It’s never a good idea to call time of death on an entire
subgenre based on the evidence of one movie, but Legend sure makes it look like the gangster movie is on its last
legs. The last gasp of a concept out of ideas, it takes the late-90’s Guy
Ritchie-led British crime capers, themselves Tarantino-inspired take offs of
Scorsese’s virtuosic R-rated updates of 30’s era Warner Bros gangster pictures,
and pushes further into airless artifice. Writer-director Brian Helgeland, who
sometimes makes good movies, like the anachronistic jousting comedy A Knight’s Tale and Jackie Robinson
biopic 42, takes as his inspiration
the real story of Reggie and Ronnie Kray, twin brothers who ran organized crime
in the East End of London during the 1960s. Out of real conflict, violence, and
crime, Helgeland spins a hyperbolic, stylized tale of colorful blood and
scheming so tediously clunky and playing like lukewarm leftovers of gangster
movies past, it might as well be completely disconnected from reality.

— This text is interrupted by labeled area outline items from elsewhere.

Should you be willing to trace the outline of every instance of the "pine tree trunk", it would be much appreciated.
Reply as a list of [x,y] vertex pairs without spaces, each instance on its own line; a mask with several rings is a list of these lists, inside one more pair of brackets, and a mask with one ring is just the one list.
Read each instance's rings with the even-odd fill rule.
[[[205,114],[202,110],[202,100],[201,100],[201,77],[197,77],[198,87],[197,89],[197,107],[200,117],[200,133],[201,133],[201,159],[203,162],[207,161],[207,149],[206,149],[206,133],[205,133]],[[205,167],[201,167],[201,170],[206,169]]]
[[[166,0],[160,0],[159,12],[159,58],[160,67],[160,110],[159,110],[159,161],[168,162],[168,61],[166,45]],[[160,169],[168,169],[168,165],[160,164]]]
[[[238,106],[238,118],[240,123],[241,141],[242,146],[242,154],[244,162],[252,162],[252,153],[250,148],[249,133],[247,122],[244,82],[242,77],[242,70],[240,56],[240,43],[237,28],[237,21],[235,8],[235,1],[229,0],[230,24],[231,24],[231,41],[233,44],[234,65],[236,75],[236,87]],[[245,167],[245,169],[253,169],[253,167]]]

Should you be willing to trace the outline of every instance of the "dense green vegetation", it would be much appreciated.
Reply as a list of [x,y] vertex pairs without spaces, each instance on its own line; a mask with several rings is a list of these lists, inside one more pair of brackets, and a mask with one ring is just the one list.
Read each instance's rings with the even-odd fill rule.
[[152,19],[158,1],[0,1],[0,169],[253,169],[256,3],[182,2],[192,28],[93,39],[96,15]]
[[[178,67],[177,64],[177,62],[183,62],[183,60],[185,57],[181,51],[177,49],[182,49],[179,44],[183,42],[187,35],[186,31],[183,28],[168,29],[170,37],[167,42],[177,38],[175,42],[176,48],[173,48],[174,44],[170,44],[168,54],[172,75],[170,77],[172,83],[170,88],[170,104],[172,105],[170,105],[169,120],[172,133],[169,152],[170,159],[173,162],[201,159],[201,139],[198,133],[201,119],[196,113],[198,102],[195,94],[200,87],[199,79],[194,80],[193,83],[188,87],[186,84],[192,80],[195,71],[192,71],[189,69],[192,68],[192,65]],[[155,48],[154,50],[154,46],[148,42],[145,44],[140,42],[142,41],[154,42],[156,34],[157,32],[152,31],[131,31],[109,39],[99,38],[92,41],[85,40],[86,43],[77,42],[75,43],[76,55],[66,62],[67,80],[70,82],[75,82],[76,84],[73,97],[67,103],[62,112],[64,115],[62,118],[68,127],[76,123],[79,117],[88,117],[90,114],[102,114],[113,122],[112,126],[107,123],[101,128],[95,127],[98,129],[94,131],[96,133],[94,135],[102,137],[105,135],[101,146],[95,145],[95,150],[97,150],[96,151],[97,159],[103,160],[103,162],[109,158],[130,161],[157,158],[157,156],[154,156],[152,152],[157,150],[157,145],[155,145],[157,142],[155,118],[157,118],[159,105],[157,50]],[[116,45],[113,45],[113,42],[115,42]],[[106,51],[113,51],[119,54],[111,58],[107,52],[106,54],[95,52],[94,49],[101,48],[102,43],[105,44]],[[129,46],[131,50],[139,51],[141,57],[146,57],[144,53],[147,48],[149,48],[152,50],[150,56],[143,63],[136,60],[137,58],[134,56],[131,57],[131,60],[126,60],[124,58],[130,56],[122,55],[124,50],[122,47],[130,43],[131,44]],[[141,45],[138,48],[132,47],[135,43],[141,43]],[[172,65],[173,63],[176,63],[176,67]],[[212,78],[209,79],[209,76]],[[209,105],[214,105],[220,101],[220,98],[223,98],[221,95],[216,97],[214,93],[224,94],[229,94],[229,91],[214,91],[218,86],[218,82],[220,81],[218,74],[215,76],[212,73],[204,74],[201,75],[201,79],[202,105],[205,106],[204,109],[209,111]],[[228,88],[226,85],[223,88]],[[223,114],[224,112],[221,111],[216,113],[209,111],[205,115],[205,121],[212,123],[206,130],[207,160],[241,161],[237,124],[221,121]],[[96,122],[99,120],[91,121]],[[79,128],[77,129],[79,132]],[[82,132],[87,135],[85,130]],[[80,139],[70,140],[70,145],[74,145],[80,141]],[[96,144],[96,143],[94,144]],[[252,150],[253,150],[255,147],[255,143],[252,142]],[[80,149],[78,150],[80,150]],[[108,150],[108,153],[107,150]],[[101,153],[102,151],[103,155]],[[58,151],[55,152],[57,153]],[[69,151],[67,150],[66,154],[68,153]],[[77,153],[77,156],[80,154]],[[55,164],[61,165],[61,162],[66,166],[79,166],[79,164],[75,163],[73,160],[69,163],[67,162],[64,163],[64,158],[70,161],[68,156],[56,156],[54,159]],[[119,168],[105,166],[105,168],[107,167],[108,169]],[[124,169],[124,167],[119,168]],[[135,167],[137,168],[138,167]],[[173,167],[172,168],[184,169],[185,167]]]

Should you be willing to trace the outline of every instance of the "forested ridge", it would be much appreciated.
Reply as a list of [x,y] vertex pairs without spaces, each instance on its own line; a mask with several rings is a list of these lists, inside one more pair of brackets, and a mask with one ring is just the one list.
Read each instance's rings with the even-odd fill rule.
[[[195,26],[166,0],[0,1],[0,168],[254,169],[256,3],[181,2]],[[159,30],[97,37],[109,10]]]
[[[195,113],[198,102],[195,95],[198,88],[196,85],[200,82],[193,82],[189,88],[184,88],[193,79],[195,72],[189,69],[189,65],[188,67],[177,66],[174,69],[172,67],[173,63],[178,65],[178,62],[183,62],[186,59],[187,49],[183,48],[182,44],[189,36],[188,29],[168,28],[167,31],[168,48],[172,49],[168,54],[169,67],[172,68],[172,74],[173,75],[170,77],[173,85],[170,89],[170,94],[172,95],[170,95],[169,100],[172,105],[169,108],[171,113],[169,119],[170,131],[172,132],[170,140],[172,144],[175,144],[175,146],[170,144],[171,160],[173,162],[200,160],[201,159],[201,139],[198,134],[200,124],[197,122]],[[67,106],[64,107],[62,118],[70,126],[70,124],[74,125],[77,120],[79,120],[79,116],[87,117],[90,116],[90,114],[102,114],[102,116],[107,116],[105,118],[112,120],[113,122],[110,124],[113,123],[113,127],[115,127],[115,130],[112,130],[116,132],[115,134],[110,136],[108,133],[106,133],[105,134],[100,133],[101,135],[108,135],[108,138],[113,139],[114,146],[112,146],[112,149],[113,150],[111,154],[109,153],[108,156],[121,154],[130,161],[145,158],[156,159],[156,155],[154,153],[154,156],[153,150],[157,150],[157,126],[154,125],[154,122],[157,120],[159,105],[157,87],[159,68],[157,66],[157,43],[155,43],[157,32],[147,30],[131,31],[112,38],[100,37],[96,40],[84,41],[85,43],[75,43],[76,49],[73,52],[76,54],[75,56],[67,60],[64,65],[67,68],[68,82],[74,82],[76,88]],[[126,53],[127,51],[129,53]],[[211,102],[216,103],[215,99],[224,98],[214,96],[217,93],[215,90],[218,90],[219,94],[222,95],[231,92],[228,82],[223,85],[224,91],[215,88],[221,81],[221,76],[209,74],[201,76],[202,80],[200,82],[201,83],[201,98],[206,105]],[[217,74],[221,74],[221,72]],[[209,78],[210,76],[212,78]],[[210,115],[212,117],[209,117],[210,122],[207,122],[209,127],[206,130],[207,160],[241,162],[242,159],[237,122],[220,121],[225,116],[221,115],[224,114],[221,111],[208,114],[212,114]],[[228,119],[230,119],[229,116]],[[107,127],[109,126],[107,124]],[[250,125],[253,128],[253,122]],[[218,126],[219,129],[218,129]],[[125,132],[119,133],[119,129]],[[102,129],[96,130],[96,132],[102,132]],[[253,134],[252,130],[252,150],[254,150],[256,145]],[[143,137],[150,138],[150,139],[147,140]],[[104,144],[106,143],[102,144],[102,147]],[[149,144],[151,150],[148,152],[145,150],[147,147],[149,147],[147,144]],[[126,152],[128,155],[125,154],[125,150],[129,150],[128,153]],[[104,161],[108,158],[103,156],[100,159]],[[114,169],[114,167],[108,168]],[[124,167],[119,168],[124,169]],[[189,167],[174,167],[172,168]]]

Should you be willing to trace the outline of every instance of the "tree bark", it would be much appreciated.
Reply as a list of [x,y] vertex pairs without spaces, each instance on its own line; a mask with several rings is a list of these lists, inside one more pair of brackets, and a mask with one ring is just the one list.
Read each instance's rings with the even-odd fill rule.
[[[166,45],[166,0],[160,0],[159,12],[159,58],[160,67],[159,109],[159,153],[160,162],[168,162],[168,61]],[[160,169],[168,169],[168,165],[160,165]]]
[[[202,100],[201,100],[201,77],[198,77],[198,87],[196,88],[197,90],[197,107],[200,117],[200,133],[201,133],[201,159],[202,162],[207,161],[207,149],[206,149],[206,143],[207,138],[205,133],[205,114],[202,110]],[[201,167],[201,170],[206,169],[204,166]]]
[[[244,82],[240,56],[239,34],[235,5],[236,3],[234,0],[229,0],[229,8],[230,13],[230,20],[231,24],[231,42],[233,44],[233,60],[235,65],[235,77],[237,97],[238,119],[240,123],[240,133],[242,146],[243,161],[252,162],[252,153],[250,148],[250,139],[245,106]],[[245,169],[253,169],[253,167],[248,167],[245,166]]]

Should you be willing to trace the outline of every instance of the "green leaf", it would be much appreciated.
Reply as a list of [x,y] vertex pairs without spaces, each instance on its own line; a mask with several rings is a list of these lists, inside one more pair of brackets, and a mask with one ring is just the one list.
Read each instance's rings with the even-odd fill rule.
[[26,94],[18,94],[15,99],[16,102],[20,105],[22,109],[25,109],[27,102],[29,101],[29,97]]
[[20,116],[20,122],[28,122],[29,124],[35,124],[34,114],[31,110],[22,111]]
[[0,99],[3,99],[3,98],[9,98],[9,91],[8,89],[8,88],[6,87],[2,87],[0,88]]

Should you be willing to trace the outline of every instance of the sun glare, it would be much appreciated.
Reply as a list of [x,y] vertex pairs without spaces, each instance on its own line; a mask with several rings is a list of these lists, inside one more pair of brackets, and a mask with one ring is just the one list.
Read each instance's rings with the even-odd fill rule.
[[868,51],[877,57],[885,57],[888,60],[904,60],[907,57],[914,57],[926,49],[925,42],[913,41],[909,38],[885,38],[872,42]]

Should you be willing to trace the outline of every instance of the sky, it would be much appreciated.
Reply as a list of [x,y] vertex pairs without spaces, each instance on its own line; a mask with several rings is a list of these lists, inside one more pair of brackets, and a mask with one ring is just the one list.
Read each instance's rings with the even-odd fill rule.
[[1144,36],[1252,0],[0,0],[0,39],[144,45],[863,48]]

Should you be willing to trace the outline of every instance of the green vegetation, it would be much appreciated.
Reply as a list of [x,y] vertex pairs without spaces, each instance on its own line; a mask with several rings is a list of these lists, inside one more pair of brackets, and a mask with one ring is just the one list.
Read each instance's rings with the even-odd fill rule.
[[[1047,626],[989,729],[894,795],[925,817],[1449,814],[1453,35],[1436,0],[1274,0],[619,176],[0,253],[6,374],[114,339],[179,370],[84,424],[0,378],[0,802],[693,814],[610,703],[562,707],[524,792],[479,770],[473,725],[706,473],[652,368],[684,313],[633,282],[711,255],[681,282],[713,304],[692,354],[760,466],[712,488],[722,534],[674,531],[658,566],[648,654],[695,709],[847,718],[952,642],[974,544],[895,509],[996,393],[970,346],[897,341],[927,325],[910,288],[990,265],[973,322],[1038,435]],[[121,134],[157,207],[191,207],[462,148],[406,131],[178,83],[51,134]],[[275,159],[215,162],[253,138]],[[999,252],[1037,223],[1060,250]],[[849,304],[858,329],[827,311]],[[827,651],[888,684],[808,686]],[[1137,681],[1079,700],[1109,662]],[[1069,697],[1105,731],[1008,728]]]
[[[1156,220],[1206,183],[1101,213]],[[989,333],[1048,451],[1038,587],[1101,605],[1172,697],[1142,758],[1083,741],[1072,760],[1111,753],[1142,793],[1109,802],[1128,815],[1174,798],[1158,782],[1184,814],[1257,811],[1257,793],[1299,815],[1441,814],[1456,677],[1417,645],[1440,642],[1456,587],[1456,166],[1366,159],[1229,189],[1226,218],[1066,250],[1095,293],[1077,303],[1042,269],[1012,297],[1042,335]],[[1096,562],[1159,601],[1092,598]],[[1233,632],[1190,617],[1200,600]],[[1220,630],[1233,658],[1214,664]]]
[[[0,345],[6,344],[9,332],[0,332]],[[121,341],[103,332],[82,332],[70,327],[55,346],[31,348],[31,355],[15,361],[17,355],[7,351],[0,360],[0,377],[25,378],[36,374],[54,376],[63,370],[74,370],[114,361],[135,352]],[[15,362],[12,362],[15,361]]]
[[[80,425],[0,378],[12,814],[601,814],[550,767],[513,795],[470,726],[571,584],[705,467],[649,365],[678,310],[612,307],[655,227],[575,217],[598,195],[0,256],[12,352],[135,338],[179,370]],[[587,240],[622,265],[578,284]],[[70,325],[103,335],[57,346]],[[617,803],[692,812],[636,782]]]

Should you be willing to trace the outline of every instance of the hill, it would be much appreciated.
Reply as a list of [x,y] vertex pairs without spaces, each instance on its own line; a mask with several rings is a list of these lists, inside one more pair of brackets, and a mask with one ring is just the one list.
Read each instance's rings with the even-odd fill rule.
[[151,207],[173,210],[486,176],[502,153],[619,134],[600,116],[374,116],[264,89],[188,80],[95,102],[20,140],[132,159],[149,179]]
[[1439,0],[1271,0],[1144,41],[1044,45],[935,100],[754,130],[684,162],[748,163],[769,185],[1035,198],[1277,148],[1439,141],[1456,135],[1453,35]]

That’s the point, I suppose. It’s not named “legend” for no
reason. It’s exaggerated with a self-satisfied swagger, beholden only to an
outsized larger-than-life perspective. It opens on a blatantly false CGI
skyline, before hopping straight into narration from a character we’ll
eventually realize is speaking cheekily, and incongruously, from beyond the
grave. She (Emily Browning) is the wife of a Kray, telling us the story of
their rise – consolidating power through their violent tempers and a confluence
of strategy and luck – and their fall – taken down by a combination of hubris
and the law. Fitting a true story neatly into generic formula is a good way to
strip specificities and eccentricities from the moments and individuals at
play. We get tracking shots into nightclubs straight out of Goodfellas, macho posturing like Cagney
lite, and random acts of violence tonally carbon copied out of Lock, Stock, and Two Smoking Barrels. All the while, the colors
drip like a faded Technicolor musical, actors pose and chew, and the
two-hour-plus runtime stretches forward with leisurely laziness.
Tom Hardy plays both Krays in a double role, showy for its
variety of doubled positions and encounters it demands. The effects work is
passable, but not nearly as convincing in look or performance as Armie Hammer
in The Social Network, or even
Lindsay Lohan in The Parent Trap (nearly
20 years ago!). Hardy doesn’t do much to differentiate between the men, other
than Helgeland making sure one is wearing glasses and a bit more unhinged,
while the other doesn’t need glasses and broods. One of them is gay, which the
movie takes as an amusing side-detail instead of characterization, just one
more affectation to saddle Hardy with, instead of a window into an actual
person’s life. There’s never a sense that the movie has any perspective on the
men, other than reciting biographical facts and reenacting moments from their
criminal careers in conspicuously artificial and mildly winking style. At one
point a Kray gets very upset an opponent brought a lead pipe to a fight,
ruining his fantasy of getting in a shootout. “Like a Western!” he whines.
It’s annoying how much Legend
knows it’s a movie. Most discouraging is how repugnantly cavalier all this
falseness becomes. It takes a lot of pleasure in displaying violence, whether someone’s
getting a beating, is stabbed to death, or tortured for information. Even the
inevitable hand-to-hand rumble between the Krays – a clumsy feat of blocking
and visual trickery – is treated as a lark, instead of a breaking point in a
relationship. Collateral damage is breezed over with token cringes from
onlookers. Stylish splashes of debris and blood are aesthetic displays more
than narrative elements. Phony period detail and glossy slick visuals are one
thing; it’s another entirely to use real pain and death as grist for goofy
genre play so feather light and dull. Helgeland stocks the movie with interesting
actors (Christopher Eccleston, David Thewlis, Chazz Palminteri, Paul Bettany,
Taron Egerton) and flashy incident, but that none of it brings any spark of
life or imagination to a routine and gratingly misjudged gangster picture makes
it all the more disappointingly empty.